常盤(ときわ) 孤(こ)を抱(いだ)くの図(ず)に題(だい)す 梁川星巌(やながわせいがん)
雪(ゆき)は笠檐(りゅうえん)に灑(そそ)いで風(かぜ)は袂(たもと)を捲(ま)く
呱呱(ここ) 乳(ちち)を覓(もと)む 若為(いかん)の情(じょう)ぞ
他年(たねん) 銕枴峰頭(てつかいほうとう)の嶮(けん)
三軍(さんぐん)を叱咤(しった)するは是(こ)れ此(こ)の声(こえ)

現代語訳

雪は笠の庇に雪ぎ、風は袂を巻き上げて吹く。

赤子がエーンエンと泣く。お乳を求める赤子の、
その思いは、どれほどのものであったろうか。

後年、一の谷の合戦で鉄枴が峰の上で三軍を叱咤したのは、まさに、この声であるのだ。

語句

■常盤 源義朝の愛妾。義経の母。 ■笠檐 笠のひさし。 ■呱呱 子供(牛和、乙若、今若)が泣く声。 ■他年 後年。 ■鉄枴峰 鉄枴が峰。六甲山の一部。一の谷の合戦の時、大将の義経が布陣した。中腹には「鐘懸松」という義経が甲をかけた松の木があった。

解説

漢詩の魅力の一つに、「歴史への興味をかきたてられる」ということがあります。

日本史の名場面を、かちっと短い言葉の中にはめこんでいるのは、嬉しくなります。

作者 梁川星巌

梁川星巌《やながわ せいがん》(1789-1858)。江戸時代後期の漢詩人。尊皇攘夷派の志士。名は孟緯、字を公図。号を星巌、詩禅。通称新十郎。寛政8年(1789年)、美濃国安八郡曾根村(現岐阜県大垣市)に生まれます。

文化4年(1807年)19歳で志を立て江戸に出て古賀精里《こが せいり》や山本北山《やまもと ほくざん》の私塾 奚疑塾《けいぎじゅく》に儒学と詩を学びます。しかし放蕩生活にひたり、いったん帰郷しました。

22歳でふたたび江戸に出て山本北山の奚疑塾に入り、大窪詩仏《おおくぼ しぶつ》・菊池五山《きくち ござん》など、江湖詩社《こうこししゃ》の詩人たちと交友します。

文化14年(1817年)29歳で帰郷。郷里に塾を開き梨花村草舎《りかそんそうしゃ》と名づけ、村瀬藤城《むらせ とうじょう》・柴山老山《しばやま ろうざん》らと白鴎社《はくおうしゃ》という結社を結成。

文政3年(1820年)32歳で幕末の女流漢詩人として活躍することになる紅蘭《こうらん》(1804-79)と結婚。同5年妻を伴って西遊の旅に出ます。この旅は博多・長崎まで至る五年間に及ぶ大規模な旅でした。

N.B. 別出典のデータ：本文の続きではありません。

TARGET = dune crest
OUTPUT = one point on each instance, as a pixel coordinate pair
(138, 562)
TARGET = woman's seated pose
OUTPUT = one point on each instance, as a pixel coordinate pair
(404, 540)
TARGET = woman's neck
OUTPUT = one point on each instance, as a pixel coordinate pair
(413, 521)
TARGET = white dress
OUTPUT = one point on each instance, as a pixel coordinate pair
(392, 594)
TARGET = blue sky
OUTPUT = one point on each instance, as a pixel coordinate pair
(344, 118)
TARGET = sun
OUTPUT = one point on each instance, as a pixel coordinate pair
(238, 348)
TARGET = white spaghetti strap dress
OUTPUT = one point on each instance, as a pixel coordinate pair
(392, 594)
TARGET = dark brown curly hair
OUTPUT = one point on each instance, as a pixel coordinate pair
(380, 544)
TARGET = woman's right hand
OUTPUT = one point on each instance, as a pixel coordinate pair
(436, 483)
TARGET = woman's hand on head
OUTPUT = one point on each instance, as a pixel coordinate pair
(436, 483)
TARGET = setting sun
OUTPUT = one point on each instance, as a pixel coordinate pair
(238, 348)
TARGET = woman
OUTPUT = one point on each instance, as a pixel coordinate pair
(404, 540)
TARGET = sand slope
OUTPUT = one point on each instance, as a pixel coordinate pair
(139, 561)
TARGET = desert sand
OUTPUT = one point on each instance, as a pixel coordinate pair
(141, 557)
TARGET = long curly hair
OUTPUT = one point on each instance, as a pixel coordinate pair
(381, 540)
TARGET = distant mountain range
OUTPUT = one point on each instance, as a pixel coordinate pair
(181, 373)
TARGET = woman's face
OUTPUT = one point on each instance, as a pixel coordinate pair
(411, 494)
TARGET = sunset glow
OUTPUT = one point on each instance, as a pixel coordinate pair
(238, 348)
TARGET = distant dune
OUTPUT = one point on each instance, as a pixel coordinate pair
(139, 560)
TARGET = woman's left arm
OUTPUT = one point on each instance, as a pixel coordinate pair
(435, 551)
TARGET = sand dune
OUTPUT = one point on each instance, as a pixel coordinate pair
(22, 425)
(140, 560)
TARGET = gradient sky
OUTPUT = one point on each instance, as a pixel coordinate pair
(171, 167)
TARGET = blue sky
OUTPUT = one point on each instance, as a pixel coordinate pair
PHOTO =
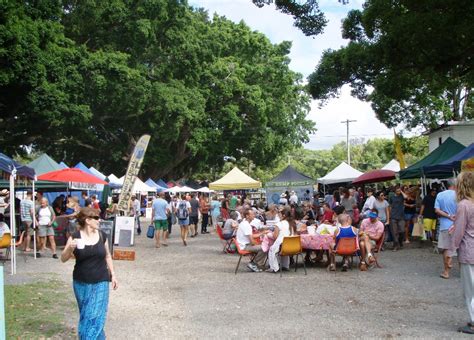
(305, 55)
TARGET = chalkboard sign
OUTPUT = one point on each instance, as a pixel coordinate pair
(108, 228)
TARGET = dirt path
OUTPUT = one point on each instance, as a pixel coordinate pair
(192, 292)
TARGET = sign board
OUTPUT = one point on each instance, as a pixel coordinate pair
(124, 230)
(108, 228)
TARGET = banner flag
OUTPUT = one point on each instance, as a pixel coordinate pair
(132, 172)
(398, 151)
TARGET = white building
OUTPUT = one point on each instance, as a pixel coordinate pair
(462, 132)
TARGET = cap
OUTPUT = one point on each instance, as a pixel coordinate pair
(373, 214)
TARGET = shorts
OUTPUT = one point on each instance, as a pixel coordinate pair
(161, 224)
(45, 230)
(429, 224)
(193, 220)
(445, 242)
(184, 222)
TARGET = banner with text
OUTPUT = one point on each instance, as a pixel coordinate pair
(132, 172)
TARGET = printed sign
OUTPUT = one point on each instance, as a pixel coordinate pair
(132, 172)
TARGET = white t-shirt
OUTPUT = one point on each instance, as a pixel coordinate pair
(244, 233)
(293, 199)
(369, 204)
(44, 216)
(4, 229)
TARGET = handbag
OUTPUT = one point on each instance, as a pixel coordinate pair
(150, 233)
(418, 228)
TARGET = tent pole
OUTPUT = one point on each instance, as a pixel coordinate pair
(34, 217)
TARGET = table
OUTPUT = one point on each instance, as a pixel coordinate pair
(309, 242)
(316, 241)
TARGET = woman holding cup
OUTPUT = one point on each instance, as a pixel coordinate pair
(92, 273)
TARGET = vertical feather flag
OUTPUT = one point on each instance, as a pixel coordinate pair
(398, 151)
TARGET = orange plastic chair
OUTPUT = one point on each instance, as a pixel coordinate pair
(242, 253)
(227, 243)
(291, 246)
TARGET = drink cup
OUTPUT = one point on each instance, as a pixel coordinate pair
(80, 243)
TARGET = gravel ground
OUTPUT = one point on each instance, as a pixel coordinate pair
(192, 292)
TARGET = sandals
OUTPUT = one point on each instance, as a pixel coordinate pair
(468, 329)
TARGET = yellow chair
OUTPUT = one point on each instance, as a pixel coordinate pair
(291, 246)
(5, 243)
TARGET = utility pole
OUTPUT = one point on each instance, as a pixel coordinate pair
(347, 122)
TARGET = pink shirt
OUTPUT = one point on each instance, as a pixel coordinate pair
(463, 234)
(374, 230)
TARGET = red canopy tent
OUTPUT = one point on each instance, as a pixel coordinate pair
(375, 176)
(70, 175)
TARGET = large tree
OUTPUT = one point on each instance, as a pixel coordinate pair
(104, 72)
(411, 59)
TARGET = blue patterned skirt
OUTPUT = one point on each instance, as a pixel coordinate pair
(92, 299)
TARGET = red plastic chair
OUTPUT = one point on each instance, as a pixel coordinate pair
(242, 253)
(227, 243)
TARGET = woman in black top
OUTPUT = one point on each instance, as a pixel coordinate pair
(92, 273)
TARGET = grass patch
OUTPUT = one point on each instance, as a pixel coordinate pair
(40, 310)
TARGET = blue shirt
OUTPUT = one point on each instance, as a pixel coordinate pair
(159, 207)
(215, 208)
(446, 201)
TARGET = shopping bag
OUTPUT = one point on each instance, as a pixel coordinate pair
(151, 231)
(418, 228)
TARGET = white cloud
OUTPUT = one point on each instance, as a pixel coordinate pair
(305, 55)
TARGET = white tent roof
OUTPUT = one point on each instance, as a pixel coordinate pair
(97, 173)
(393, 165)
(138, 186)
(342, 173)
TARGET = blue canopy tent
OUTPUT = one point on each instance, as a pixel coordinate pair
(14, 170)
(449, 167)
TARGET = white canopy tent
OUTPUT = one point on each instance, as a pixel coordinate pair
(138, 186)
(393, 165)
(342, 173)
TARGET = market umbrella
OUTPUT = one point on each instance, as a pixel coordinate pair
(70, 175)
(375, 176)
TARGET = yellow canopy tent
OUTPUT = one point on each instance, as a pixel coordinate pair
(235, 179)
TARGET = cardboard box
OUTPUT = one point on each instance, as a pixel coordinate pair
(126, 254)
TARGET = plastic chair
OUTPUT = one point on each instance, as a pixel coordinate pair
(347, 246)
(291, 246)
(242, 253)
(227, 242)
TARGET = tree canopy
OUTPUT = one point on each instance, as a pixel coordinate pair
(411, 59)
(84, 80)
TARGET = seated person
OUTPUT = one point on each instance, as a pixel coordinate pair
(371, 229)
(328, 214)
(230, 226)
(247, 241)
(345, 230)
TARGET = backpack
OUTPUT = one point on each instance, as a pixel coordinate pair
(183, 212)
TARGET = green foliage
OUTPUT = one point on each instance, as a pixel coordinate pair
(84, 80)
(411, 59)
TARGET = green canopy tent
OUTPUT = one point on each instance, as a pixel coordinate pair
(448, 149)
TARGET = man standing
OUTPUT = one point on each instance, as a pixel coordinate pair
(27, 213)
(247, 241)
(160, 213)
(204, 208)
(397, 218)
(445, 208)
(194, 215)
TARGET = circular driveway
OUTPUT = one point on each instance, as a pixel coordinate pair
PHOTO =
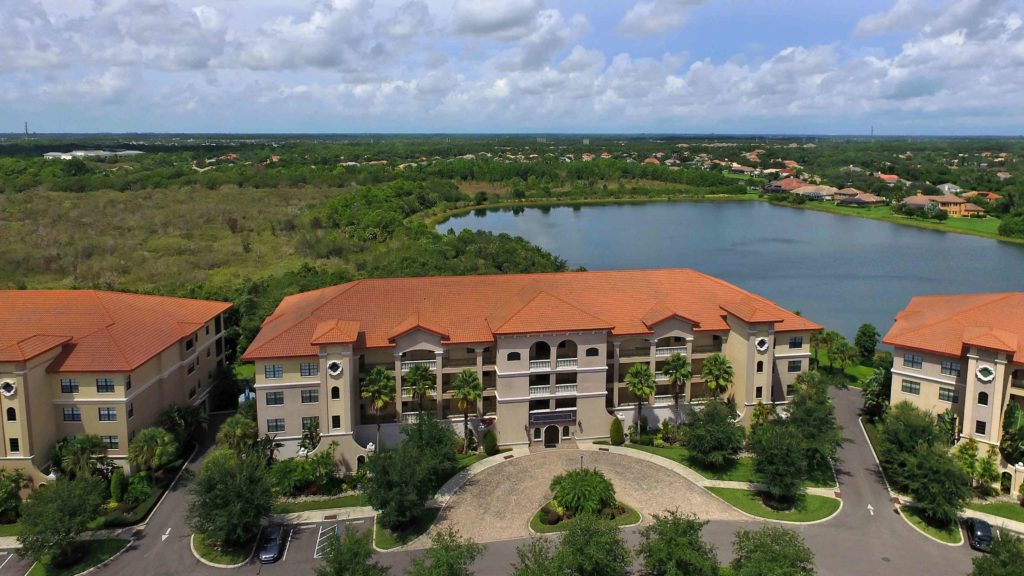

天保4年(1832年)、ふたたび江戸に出て、神田お玉が池に玉池吟社《ぎょくちぎんしゃ》を開き江戸詩壇で指導的な立場となっていきます。この頃、藤田東湖《ふじた とうこ》、佐久間象山《さくま ぞうざん》とも交わりを持ち世情への感心を高めていきます。

弘化2年(1845年)玉池吟社をたたんで帰郷。翌3年京都へ上り悠々自適の傍ら梅田雲浜《うめだ うんぴん》、頼三樹三郎《らい みきさぶろう》、吉田松陰《よしだ しょういん》、春日潜庵《かすが せんあん》、橋本左内《はしもと さない》らと時勢を論じ、尊王倒幕運動にかかわるようになっていきました。

幕府からは尊皇倒幕派とにらまれますが、安政の大獄がはじまる直前の安政5年(1858年)9月2日、流行のコレラにより70歳で没しました。墓は京都南禅寺にあります。

星巌は、はじめ宋詞を、後に唐詩や清の詩を好み「日本の李白」といわれました。星巌の詩は頼山陽の文章とならび賞されました。詩集に『西征詩』『星巌集』『星巌先生遺稿』。